The Tete a Tete with Nicholas and I encounter over 20 women, from Chamille du Ghast and Bertha Benze to Violette Morris. It was like we were two mates chatting in a pub – and that is exactly what does happen with Nicholas and I, we are even going to do a double act on the Queen Mary cruise liner next year.
Bertha Benz the wife of Karl, put many of her onlookers into hysteria when she used her garter to ignite a spark on the electric ignition cable, she had already repaired the leather drive-belt at a cobblers, unblocked the carburettor pipe with a hatpin and refilled the petrol ether at a chemists.
I suppose our chat was not strict in its composition simply meanderings of women who led onto other women….
Dorothy Levitt and Chamille du Ghast already piping the way before her… Chamille with her fast road racing and Dorothy Levitt with her ingenious suggestions…. Driving licences to women before 1914 was barely 100, this soon changed especially with Levitt’s chatty little handbook… Chamille finished 33 out of 122 cars in the 1903 Paris- Madrid race… Levitt broke the ladies speed record at 96mph in 1906. The Ladies Automobile Club had their offices at Claridges, Brook Street, London from 1904 and Brooklands opens up a Ladies room.
With celebrations of Brooklands this year we spoke about the two fastest ladies: Kaye Petre and Gwenda Stewart and then Violette Morris associated to Gestapo, who taped her breasts down, certainly cut a masculine figure and along with Robert/ Roberta Cowell, the first of transgender drivers, if there were any more at this time, we are still searching.

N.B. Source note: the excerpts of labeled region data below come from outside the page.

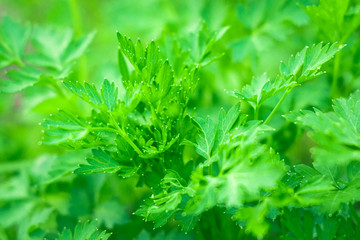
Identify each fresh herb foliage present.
[0,0,360,240]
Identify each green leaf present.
[101,79,118,112]
[0,67,40,93]
[194,116,216,159]
[75,149,121,174]
[57,221,111,240]
[42,110,89,145]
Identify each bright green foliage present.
[0,0,360,240]
[0,17,94,93]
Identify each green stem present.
[69,0,88,81]
[330,52,341,98]
[264,88,293,124]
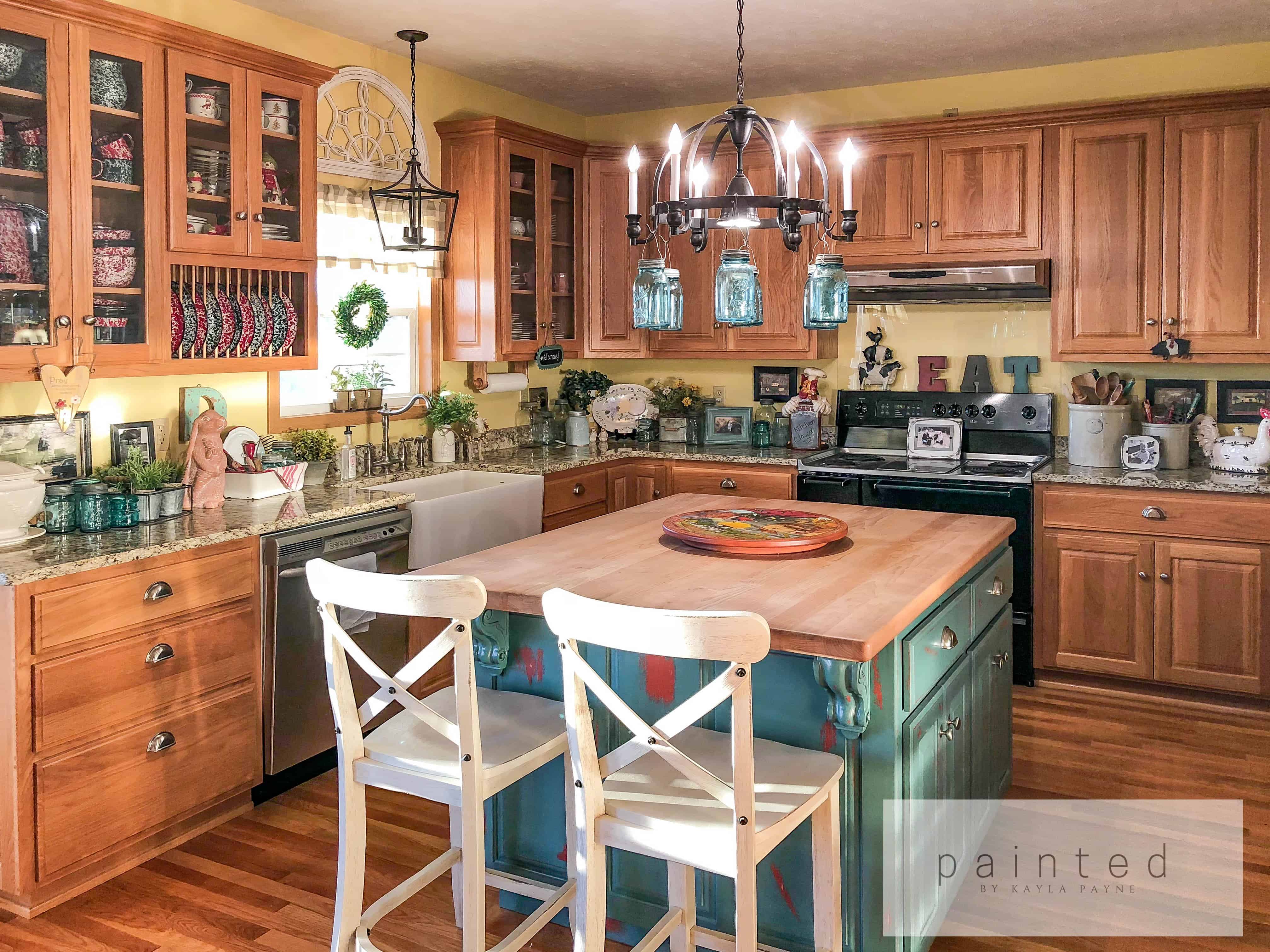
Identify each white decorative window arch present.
[318,66,428,182]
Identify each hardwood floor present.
[0,685,1270,952]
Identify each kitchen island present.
[423,495,1014,952]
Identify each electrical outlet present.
[154,416,169,453]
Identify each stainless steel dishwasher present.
[260,509,410,782]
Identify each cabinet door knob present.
[141,581,171,602]
[146,731,176,754]
[146,641,176,664]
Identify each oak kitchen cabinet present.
[1035,484,1270,694]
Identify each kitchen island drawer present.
[903,586,974,711]
[34,684,262,880]
[34,600,260,750]
[31,540,260,654]
[671,463,798,499]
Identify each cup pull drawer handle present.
[141,581,171,602]
[146,641,176,664]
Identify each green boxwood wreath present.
[335,280,389,350]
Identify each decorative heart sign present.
[39,363,89,433]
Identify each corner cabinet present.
[437,117,587,362]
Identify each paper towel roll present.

Helle Nice, who everyone knows as the Bugatti Queen, from stardom to rags, sadly dies alone and penniless, although achieving such great race records….Met Philip Rothschild and got in with the racing set at Brooklands and Montlhery…. She raced the type 35c in the Grand Prix breaking Madam Junek’s track record in 1929. Junek, who was first person and a woman, to walk the track at the Targa Florio, raced a Bugatti 35b… we all know of Sir Stirling Moss with his toilet paper tulip roll, well, he got all road book idea from Junek.
Some of the conversation led onto unknowns such as Jill Scott who lived next to Brooklands wealthy and raced Bugatti’s. She broke the Brooklands 120mph record in a Leyland Eight however. I always forget about Jill Scott because to me she raced because she could, rather than her burning desire to race. It was a convenience for her. Victoria Worsley strikes me a as a character – although once again she came as they all did from a well-established well to do family. Joan Chetwind and others always brings me back to Mildred.
Fay Taylor after winning £50 in a tennis tournament bought her first car and always raced in a skirt and jacket, even on her motorbikes. Sadly she got caught up with a Nazi chap spent three years in the nick. Fay and Mildred both got the speed bug in their teens, I blame the brothers for leaving their motorbikes out all over the place!!
You see my lunchtime chat with Nicholas at the VSCC Prescott Hill climb was exactly just that, one day speaking over the biblical thunder lightening and rain, the next whilst the sun shone as if it had never rained at all. I have been invited back, the comments from the attendees at Prescott that weekend said “We sounded like to chums round at their mums for tea” another said “we had made them forget to get lunch as they needed to stand next to the loud speaker to hear the rest of the chat” another said “where else are we both performing”. I loved those comments. And I love chatting to Nicholas, he is such an encyclopaedia of historic racing and I just hope I can be such a sponge with my education of historic women racing drivers.
Catch Nicholas and I live on the Queen Mary cruise liner and at other VSCC events! The archive at the VSCC is extremely full of everything petrol fever with volunteers that are so very very helpful.